La porte à soufflet s'ouvrit sur le plateau à café d'Elisabeth, secrétaire à vie du commissaire divisionnaire Coudrier. Et qui prendrait silencieusement sa retraite dans trois jours. Comme lui.

— Je vous remercie, Elisabeth.

La voiture-brosse tournait au coin du quai. Toilette de l'aube.

— Gervaise, je sais que vous n'êtes pas café, mais quand on a veillé un mort toute la nuit, on en boit deux tasses au matin, sans sucre. C'est ma règle.

— Bien, Monsieur.

«Elle m'appelle Monsieur, songea brièvement le commissaire. Avec la majuscule qu'y mettait Pastor.»

Dans trois jours, la retraite aurait raison de cette majuscule.

— Je ne vous ai jamais posé la question, Gervaise, mais où avez-vous appris l'art du tatouage?

— En Italie, Monsieur, à Notre-Dame de Lorette, pendant les fêtes de Marie. Les pèlerins s'y font tatouer.

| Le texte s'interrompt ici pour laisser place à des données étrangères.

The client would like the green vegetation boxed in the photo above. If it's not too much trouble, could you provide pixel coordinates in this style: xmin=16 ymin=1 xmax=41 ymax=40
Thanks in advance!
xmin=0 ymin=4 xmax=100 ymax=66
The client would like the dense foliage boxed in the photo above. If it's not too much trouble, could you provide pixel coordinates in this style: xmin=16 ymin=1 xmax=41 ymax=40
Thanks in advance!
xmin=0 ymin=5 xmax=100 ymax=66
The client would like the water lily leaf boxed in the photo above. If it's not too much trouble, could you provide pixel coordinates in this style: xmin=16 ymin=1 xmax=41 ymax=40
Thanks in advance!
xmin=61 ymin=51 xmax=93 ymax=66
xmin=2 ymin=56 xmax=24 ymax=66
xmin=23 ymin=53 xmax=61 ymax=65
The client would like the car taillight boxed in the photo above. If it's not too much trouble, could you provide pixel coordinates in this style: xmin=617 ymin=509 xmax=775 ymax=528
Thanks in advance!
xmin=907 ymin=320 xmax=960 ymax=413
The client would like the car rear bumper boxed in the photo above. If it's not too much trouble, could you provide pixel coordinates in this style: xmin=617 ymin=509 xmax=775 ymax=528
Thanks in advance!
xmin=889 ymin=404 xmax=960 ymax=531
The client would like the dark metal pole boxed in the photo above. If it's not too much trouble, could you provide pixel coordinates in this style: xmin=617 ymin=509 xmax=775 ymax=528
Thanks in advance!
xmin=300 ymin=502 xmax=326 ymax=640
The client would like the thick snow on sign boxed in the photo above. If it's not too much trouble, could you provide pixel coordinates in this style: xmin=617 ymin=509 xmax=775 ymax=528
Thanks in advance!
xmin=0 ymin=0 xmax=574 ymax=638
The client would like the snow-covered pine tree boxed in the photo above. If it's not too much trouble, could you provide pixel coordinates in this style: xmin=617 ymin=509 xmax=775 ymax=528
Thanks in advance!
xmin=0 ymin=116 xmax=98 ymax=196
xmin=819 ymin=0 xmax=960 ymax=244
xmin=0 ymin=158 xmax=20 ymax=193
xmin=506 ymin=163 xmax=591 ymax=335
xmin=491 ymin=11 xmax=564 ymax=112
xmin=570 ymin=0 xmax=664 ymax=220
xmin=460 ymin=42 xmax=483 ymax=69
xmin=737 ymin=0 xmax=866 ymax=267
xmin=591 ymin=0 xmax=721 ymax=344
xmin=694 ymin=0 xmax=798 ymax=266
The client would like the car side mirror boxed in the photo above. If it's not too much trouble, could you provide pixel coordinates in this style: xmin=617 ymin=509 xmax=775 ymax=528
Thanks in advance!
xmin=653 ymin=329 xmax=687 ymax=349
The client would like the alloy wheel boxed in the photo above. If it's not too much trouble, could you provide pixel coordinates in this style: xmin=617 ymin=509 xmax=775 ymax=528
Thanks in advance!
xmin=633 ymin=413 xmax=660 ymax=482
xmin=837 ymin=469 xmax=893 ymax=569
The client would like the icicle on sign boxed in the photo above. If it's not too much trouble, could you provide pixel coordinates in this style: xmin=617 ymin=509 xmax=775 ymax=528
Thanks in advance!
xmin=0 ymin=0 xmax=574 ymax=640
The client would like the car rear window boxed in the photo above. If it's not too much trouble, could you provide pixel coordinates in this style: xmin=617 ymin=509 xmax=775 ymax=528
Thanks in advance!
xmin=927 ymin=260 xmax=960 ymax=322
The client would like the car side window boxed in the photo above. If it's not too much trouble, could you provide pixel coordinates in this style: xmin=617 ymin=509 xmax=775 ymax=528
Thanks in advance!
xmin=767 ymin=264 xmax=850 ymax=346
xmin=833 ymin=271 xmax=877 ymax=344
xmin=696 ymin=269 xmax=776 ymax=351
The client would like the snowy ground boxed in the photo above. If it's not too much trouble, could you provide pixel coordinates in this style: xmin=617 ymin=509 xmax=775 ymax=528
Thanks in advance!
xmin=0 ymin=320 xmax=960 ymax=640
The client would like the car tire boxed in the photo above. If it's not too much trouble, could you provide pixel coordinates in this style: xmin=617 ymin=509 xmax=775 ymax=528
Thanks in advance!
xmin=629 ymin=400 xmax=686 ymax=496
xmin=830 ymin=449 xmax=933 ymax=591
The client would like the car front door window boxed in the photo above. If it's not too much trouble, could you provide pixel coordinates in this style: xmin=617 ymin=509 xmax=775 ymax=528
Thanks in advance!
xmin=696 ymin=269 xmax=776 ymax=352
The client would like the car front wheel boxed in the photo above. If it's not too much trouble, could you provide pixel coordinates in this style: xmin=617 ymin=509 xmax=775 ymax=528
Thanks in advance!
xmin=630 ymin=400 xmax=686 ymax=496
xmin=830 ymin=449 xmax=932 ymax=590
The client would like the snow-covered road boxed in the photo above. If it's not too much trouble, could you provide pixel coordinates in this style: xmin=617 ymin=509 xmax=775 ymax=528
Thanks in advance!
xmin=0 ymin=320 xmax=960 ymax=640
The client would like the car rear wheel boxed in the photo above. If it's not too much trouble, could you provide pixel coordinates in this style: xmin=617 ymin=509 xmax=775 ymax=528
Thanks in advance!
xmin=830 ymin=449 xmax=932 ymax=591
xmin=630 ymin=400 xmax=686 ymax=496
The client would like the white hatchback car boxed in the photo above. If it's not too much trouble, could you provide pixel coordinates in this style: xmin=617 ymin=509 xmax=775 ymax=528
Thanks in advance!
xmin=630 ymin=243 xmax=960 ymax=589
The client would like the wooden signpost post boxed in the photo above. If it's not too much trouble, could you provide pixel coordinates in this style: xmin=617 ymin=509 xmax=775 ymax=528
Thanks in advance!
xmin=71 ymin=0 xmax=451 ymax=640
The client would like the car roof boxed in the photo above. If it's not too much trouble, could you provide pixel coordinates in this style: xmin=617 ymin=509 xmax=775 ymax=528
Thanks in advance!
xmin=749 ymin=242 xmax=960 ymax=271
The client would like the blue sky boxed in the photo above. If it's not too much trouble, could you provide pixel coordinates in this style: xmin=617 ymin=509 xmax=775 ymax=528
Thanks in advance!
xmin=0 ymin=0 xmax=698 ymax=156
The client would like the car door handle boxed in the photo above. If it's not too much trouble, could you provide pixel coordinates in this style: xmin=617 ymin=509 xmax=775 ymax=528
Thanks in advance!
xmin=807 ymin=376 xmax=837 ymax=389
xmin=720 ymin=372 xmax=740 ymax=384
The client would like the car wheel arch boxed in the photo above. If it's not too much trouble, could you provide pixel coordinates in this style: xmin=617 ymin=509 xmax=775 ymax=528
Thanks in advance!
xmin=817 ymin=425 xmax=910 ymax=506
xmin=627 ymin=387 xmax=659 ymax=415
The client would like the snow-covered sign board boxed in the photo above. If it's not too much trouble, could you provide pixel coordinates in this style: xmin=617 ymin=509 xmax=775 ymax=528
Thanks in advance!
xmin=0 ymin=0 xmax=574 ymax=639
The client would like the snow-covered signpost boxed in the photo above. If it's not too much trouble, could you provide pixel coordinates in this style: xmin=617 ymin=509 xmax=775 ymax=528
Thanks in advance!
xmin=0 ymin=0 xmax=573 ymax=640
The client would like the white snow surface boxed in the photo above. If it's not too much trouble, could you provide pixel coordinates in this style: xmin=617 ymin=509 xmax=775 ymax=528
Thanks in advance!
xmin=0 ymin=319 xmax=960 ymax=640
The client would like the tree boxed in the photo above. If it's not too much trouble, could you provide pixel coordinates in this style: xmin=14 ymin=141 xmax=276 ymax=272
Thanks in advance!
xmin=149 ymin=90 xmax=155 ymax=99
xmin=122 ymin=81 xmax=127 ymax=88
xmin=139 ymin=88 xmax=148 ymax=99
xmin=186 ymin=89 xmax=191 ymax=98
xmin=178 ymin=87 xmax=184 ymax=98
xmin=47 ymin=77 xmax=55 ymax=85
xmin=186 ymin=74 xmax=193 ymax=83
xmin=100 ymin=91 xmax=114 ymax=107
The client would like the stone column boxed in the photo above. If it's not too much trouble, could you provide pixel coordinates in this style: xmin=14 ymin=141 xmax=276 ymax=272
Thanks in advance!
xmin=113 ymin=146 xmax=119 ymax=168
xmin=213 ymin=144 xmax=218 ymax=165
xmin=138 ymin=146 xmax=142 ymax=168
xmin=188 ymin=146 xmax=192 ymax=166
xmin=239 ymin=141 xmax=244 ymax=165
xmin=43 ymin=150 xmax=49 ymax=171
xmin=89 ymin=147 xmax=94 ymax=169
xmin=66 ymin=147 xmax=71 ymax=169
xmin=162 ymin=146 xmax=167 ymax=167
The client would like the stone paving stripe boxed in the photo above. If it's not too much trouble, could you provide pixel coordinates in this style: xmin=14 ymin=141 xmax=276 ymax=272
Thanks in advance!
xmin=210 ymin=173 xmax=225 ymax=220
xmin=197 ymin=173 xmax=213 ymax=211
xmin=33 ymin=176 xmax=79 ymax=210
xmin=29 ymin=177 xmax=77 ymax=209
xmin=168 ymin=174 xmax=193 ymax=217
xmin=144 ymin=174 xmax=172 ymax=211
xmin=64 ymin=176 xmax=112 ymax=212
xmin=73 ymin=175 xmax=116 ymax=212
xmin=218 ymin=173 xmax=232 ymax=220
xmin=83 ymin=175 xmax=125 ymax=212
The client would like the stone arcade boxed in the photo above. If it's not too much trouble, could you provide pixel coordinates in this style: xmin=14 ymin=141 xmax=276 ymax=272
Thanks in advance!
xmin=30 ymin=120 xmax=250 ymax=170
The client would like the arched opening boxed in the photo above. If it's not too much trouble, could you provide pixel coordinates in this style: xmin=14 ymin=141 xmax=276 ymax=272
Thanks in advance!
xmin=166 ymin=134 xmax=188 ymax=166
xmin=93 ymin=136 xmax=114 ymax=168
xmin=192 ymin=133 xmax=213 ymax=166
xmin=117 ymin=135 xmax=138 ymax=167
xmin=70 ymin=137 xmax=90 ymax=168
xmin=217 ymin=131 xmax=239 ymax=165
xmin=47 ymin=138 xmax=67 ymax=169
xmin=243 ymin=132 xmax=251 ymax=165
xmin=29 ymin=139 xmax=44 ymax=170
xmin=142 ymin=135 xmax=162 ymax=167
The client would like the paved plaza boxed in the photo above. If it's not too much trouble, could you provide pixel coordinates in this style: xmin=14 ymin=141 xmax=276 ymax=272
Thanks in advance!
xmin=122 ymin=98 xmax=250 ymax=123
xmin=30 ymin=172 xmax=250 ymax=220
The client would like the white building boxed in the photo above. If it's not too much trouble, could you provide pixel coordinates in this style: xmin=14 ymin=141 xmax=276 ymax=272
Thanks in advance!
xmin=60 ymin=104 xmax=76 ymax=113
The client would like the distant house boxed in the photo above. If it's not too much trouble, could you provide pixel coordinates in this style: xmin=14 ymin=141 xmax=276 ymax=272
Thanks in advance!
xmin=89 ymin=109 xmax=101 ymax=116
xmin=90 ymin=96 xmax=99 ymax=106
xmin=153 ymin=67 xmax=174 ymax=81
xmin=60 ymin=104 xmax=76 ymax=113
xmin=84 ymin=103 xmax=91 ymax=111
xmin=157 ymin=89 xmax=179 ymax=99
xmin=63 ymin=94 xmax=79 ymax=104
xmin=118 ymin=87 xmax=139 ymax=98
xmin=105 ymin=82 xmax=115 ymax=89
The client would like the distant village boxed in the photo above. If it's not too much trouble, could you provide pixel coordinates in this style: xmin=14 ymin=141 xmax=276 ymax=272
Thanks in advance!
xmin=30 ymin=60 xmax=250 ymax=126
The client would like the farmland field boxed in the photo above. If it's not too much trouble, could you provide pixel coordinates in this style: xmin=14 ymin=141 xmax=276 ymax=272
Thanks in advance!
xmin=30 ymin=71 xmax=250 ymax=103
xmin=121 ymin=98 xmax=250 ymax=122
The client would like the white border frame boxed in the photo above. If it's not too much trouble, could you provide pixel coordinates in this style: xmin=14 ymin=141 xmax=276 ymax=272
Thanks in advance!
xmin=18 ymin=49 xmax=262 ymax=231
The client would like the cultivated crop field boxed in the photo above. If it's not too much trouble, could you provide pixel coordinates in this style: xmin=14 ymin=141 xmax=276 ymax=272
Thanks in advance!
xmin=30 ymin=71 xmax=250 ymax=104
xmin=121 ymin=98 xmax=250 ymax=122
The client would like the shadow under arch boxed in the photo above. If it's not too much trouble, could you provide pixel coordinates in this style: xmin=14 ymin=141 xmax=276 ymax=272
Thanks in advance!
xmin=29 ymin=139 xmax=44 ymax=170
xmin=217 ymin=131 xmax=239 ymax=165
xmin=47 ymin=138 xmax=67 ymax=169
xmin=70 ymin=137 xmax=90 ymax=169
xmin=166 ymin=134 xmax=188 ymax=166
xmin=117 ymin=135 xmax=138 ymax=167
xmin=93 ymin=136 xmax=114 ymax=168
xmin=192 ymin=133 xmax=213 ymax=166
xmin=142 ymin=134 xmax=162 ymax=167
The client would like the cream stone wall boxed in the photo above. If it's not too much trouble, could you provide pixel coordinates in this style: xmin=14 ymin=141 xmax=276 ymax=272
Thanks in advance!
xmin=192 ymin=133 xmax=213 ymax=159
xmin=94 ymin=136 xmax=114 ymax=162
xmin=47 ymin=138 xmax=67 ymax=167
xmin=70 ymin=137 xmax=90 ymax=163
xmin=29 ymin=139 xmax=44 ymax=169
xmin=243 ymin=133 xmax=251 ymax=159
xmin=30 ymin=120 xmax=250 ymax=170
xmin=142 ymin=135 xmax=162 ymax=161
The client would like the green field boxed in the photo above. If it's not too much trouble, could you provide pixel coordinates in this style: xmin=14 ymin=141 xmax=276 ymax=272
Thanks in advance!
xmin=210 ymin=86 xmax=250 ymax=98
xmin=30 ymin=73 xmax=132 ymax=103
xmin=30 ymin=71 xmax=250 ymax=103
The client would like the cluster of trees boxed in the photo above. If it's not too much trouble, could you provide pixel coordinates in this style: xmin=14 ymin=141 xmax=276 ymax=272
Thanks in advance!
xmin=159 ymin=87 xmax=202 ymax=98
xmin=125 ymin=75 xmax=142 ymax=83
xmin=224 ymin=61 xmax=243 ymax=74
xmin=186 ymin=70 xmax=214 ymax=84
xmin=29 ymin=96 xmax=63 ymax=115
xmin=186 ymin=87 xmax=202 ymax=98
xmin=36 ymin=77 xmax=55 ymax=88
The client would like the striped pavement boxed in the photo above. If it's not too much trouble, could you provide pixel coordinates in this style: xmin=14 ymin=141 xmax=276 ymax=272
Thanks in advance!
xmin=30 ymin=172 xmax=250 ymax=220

Le commissaire divisionnaire Coudrier connaissait la suite. Religieuse à Nanterre dans un foyer de michetonneuses repenties (l'expression était de l'inspecteur Van Thian son père), Gervaise convertissait les dames et leurs tatouages. Il n'y avait qu'elle au monde pour métamorphoser une érection sanguine en Sacré-Cœur radieux, les armoiries d'un maquereau en Colombe de l'Arche, une bacchanale sur peau de jeune fille en plafond de la Sixtine.

Bien entendu, la hiérarchie de sœur Gervaise avait élevé des protestations horrifiées: ces pratiques, non, vraiment… répulsion à quoi sœur Gervaise avait opposé les tatouages des premiers chrétiens, sainte Jeanne de Chantal, fondatrice de la Visitation, tatouée au nom de Jésus, et tous les Croisés de la vraie foi tombés en terre infidèle, une croix tatouée sur le cœur.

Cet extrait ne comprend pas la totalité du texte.